Coastal and Caribbean operations were resumed in May 1955, following an overhaul. In November, she headed east and, for the next 2½ months, operated with the 6th Fleet in the Mediterranean. Returning to Norfolk on 26 February 1956, she conducted local operations through the spring, then repeated her 1953 schedule—a northern European cruise followed by exercises in the Caribbean.

In 1957, the destroyer again deployed to the Mediterranean. Departing the east coast in late October, she arrived at Gibraltar at the end of the month and continued on. On 8 November she transited the Suez Canal and until mid-December operated in the Red Sea, Persian Gulf, Indian Ocean area. She then retransmitted the Canal, and remained with the 6th Fleet until 16 February 1958.

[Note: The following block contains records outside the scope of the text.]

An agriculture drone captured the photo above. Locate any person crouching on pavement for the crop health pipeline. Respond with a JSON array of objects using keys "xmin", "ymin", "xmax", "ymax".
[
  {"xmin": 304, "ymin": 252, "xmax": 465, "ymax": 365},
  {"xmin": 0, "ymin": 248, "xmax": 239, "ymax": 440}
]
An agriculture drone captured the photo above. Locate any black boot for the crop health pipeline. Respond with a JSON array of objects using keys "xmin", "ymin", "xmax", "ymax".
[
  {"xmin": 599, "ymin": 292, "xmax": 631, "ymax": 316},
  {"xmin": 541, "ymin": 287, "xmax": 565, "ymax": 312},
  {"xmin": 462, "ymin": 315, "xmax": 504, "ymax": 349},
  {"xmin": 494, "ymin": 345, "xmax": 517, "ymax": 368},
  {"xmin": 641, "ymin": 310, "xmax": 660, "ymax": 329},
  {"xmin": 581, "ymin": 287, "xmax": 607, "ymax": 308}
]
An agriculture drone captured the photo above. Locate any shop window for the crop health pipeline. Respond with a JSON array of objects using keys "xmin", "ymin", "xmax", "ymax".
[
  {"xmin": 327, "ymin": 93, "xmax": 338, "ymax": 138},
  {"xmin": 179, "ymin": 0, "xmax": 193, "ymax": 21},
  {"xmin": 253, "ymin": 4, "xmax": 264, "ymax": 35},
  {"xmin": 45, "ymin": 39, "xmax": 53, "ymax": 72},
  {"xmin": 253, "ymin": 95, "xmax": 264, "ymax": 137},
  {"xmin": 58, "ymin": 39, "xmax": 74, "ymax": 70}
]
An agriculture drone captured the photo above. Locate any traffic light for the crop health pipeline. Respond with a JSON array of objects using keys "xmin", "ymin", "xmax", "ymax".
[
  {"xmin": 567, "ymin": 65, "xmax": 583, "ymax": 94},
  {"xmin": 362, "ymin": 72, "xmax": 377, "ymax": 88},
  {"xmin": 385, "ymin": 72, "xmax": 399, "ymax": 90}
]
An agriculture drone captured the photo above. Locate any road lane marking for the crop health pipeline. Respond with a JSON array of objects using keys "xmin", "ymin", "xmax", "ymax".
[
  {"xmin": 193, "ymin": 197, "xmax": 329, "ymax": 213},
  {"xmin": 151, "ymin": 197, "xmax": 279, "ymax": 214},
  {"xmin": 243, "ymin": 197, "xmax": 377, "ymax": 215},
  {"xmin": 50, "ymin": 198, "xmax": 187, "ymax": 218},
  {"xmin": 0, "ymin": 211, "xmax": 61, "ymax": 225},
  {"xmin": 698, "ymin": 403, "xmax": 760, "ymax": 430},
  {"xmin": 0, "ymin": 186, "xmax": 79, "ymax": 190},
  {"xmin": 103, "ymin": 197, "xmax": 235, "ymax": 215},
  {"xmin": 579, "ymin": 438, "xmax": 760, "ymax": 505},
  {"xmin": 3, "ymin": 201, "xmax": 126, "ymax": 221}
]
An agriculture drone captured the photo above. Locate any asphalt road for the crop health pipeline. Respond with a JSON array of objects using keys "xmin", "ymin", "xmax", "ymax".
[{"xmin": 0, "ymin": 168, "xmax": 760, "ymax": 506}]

Ross returned to Norfolk 5 March 1959. During the summer, she conducted her last summer cruise to Northern Europe. Into the summer she remained on the east coast. In July she operated in the Key West-Guantanamo Bay area and in August she departed Norfolk for Beaumont, Tex., and inactivation.

==Fate==
In reserve from 10 August, Ross was decommissioned on 6 November 1959. The ship was stricken from the Naval Vessel Register 1 December 1974. She was sunk as a target off Puerto Rico 26 January 1978.

== Awards ==
Ross (DD-563) earned five battle stars during World War II.